3. Once the well casing is installed, a geothermal heat exchanger is inserted into the well. This heat exchanger is typically a series of pipes that are used to circulate a fluid (usually water) through the well and transfer heat to the surface.
4. The fluid is pumped down into the well and heated by the hot rocks and fluids deep within the Earth. It then flows back up to the surface, where its heat is extracted and used for various purposes.
5. Geothermal drilling can be divided into two main types: conventional geothermal drilling and enhanced geothermal systems (EGS) drilling.
How does geothermal drilling impact the environment?
Geothermal drilling can have both positive and negative effects on the environment, depending on how it is conducted. The primary environmental concerns associated with geothermal drilling are related to the extraction of geothermal fluids, which can potentially impact local water resources and cause land subsidence.
To address these concerns, there are several regulations and best practices in place to ensure sustainable geothermal drilling practices.
1. Water Resource Management: Geothermal drilling operations can impact local water resources. So regulations are in place to manage the use and disposal of geothermal fluids. For example, some jurisdictions require permits for water usage and mandate the recycling or reinjection of geothermal fluids.
2. Land Use Planning: Geothermal drilling operations can also impact land use and natural habitats. Regulations are in place to ensure that drilling operations are conducted in areas that are suitable for geothermal development and to minimize impacts on sensitive ecosystems.
3. Monitoring and Reporting: Geothermal drilling operations are subject to monitoring and reporting requirements to ensure compliance with environmental regulations.

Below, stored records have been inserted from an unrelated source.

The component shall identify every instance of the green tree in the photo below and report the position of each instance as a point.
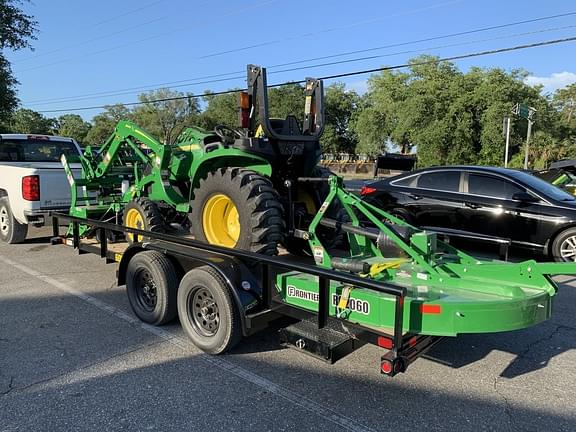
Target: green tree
(220, 109)
(74, 126)
(340, 108)
(450, 116)
(16, 31)
(165, 113)
(31, 122)
(565, 102)
(103, 124)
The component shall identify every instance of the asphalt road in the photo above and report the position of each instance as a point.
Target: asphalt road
(73, 357)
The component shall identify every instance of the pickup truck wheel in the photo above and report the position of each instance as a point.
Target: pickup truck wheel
(207, 311)
(11, 231)
(151, 284)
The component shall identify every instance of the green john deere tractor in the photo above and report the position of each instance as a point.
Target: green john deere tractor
(231, 187)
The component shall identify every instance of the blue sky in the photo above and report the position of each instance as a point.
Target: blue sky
(88, 47)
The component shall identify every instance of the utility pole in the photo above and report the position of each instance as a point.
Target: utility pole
(527, 144)
(528, 113)
(507, 123)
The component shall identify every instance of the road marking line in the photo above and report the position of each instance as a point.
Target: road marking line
(184, 344)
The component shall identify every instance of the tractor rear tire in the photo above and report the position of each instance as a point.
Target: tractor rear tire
(143, 214)
(237, 208)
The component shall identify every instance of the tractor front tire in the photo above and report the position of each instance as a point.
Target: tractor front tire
(237, 208)
(142, 214)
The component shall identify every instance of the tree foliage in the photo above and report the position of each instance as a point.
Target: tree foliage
(31, 122)
(165, 114)
(73, 126)
(103, 124)
(449, 116)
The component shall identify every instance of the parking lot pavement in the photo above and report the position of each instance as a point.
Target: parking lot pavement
(73, 357)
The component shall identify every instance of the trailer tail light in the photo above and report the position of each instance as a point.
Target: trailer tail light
(385, 342)
(244, 105)
(430, 309)
(31, 188)
(367, 190)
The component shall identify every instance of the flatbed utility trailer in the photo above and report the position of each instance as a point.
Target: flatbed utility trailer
(396, 286)
(250, 280)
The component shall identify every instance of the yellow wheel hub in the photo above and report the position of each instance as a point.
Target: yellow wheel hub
(133, 219)
(221, 221)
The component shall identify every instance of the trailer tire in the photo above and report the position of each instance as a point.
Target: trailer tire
(142, 213)
(237, 208)
(11, 231)
(329, 238)
(208, 312)
(151, 284)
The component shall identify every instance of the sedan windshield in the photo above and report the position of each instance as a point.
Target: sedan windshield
(34, 150)
(543, 187)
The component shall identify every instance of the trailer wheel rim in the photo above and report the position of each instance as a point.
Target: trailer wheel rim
(568, 249)
(204, 311)
(146, 290)
(134, 219)
(4, 221)
(221, 221)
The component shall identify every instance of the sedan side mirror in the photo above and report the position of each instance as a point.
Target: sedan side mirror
(524, 197)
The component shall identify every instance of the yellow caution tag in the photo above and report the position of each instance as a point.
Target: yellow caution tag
(343, 303)
(380, 267)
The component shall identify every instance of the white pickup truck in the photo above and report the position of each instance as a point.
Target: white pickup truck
(32, 181)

This includes monitoring of geothermal fluid quality, air emissions, and noise levels.
4. Best Practices: Such as using closed-loop geothermal systems, minimizing land disturbance, and implementing erosion and sediment control measures.
There are regulations and best practices in place to ensure that geothermal drilling operations are conducted in a sustainable and environmentally responsible manner.

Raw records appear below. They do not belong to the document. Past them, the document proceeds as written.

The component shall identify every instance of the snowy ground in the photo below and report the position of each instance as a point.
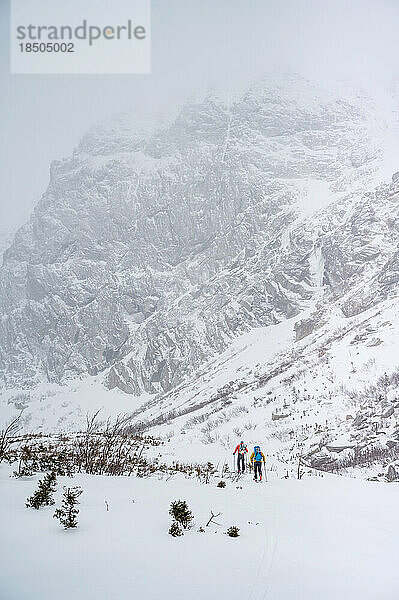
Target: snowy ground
(321, 537)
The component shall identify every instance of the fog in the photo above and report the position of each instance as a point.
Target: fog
(196, 45)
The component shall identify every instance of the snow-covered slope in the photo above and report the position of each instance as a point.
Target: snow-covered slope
(295, 538)
(233, 272)
(153, 248)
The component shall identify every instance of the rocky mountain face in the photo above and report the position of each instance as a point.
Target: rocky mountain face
(154, 247)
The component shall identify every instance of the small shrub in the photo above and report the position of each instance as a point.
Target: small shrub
(175, 530)
(44, 494)
(233, 531)
(181, 513)
(67, 514)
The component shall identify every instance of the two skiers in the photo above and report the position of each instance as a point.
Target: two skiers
(241, 450)
(256, 459)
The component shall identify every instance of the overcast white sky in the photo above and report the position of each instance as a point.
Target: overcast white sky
(196, 44)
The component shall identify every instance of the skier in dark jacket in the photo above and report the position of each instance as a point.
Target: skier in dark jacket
(241, 450)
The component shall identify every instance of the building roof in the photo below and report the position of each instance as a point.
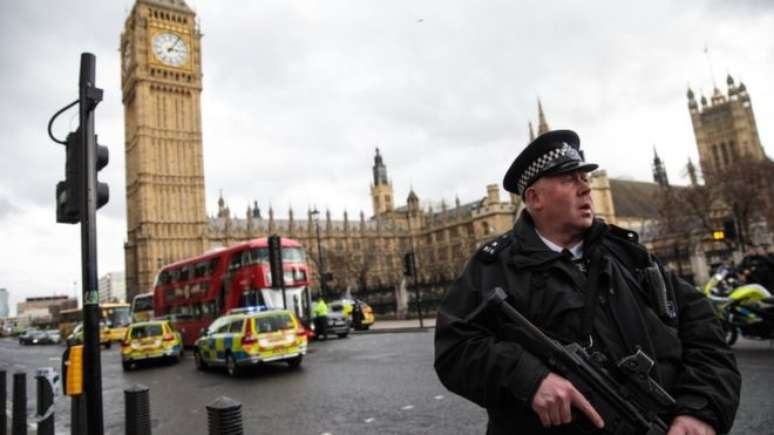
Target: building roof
(634, 199)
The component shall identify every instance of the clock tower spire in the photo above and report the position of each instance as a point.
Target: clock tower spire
(161, 90)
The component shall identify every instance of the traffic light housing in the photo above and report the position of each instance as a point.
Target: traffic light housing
(102, 159)
(729, 229)
(275, 262)
(68, 192)
(409, 266)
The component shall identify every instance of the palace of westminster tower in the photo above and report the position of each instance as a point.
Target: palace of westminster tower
(165, 192)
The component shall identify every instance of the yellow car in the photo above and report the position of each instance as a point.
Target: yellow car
(152, 340)
(348, 308)
(243, 338)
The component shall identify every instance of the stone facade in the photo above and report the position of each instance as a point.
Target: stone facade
(725, 127)
(161, 87)
(166, 215)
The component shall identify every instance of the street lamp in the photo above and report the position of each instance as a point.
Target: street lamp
(323, 290)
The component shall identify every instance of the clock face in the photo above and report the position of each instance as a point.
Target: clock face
(170, 48)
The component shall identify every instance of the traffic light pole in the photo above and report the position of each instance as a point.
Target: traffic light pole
(90, 96)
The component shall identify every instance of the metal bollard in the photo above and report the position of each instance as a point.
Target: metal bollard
(224, 417)
(3, 399)
(45, 401)
(78, 415)
(19, 423)
(137, 406)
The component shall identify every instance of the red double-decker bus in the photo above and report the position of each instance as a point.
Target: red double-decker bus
(195, 291)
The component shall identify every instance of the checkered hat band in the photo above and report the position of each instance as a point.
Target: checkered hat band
(566, 152)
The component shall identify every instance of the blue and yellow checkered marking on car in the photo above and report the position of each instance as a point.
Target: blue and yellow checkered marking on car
(267, 346)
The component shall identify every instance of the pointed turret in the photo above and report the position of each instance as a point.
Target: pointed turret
(691, 169)
(659, 172)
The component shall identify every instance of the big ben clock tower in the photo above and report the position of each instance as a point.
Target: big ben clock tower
(162, 84)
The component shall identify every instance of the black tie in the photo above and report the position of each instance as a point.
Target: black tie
(578, 262)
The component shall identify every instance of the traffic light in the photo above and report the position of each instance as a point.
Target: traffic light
(275, 262)
(409, 267)
(102, 159)
(729, 229)
(68, 192)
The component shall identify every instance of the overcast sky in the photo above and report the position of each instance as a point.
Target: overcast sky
(297, 94)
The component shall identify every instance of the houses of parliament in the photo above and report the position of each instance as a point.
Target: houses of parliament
(165, 191)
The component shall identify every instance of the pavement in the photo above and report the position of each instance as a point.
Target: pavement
(394, 326)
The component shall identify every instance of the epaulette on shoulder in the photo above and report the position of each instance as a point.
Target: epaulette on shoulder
(488, 252)
(623, 233)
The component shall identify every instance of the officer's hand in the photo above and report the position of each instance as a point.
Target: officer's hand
(687, 425)
(554, 399)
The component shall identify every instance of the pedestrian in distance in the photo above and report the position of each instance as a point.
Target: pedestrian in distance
(547, 265)
(320, 312)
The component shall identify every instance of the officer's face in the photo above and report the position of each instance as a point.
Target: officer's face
(563, 202)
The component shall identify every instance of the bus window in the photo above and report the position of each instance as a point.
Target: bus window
(200, 270)
(293, 255)
(259, 255)
(165, 278)
(185, 273)
(236, 261)
(213, 266)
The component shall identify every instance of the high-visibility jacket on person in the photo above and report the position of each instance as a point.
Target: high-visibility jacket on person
(347, 309)
(320, 309)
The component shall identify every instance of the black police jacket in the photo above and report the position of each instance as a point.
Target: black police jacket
(483, 361)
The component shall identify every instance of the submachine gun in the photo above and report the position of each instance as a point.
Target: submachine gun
(626, 396)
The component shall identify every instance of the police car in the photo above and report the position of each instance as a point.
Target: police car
(248, 337)
(152, 340)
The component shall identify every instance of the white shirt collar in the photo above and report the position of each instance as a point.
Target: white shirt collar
(576, 251)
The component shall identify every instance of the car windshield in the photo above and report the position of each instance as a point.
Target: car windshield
(273, 323)
(146, 331)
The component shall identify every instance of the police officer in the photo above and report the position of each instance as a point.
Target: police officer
(545, 264)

What are the most advanced technologies in geothermal drilling?
Geothermal drilling is a field that requires advanced technologies to access and harness the heat from the Earth's interior.
1. Directional Drilling: Directional drilling technology allows geothermal wells to be drilled at an angle, which can increase the amount of surface area that is exposed to the geothermal reservoir. This technology can also be used to steer the well towards areas with higher temperatures and better flow rates.
2. Rotary Drilling is a common drilling technique used in geothermal drilling. It involves the use of a rotary drill bit to bore a hole into the Earth's crust. This technology has been refined over many decades, and modern rotary drilling rigs are capable of drilling to significant depths.
3. Logging Tools are used in geothermal drilling to measure properties such as temperature, pressure, and fluid flow rates within the well. These tools can provide valuable data to help geologists and engineers understand the characteristics of the geothermal reservoir.
4. Casing and Cementing technology is used to create a secure and watertight seal around the geothermal well. This technology involves the installation of steel casing and the injection of cement into the annulus between the casing and the borehole wall.
5. Enhanced Geothermal Systems technology involves the creation of a geothermal reservoir in areas where there is not naturally occurring geothermal activity. This technology involves the injection of water into the borehole at high pressure, which can create fractures in the rock and increase the surface area of the reservoir.
6. Microseismic Monitoring technology is used to monitor the small earthquakes that occur during geothermal drilling and production. This technology can provide valuable information about the characteristics of the geothermal reservoir and can help to optimize the drilling and production process.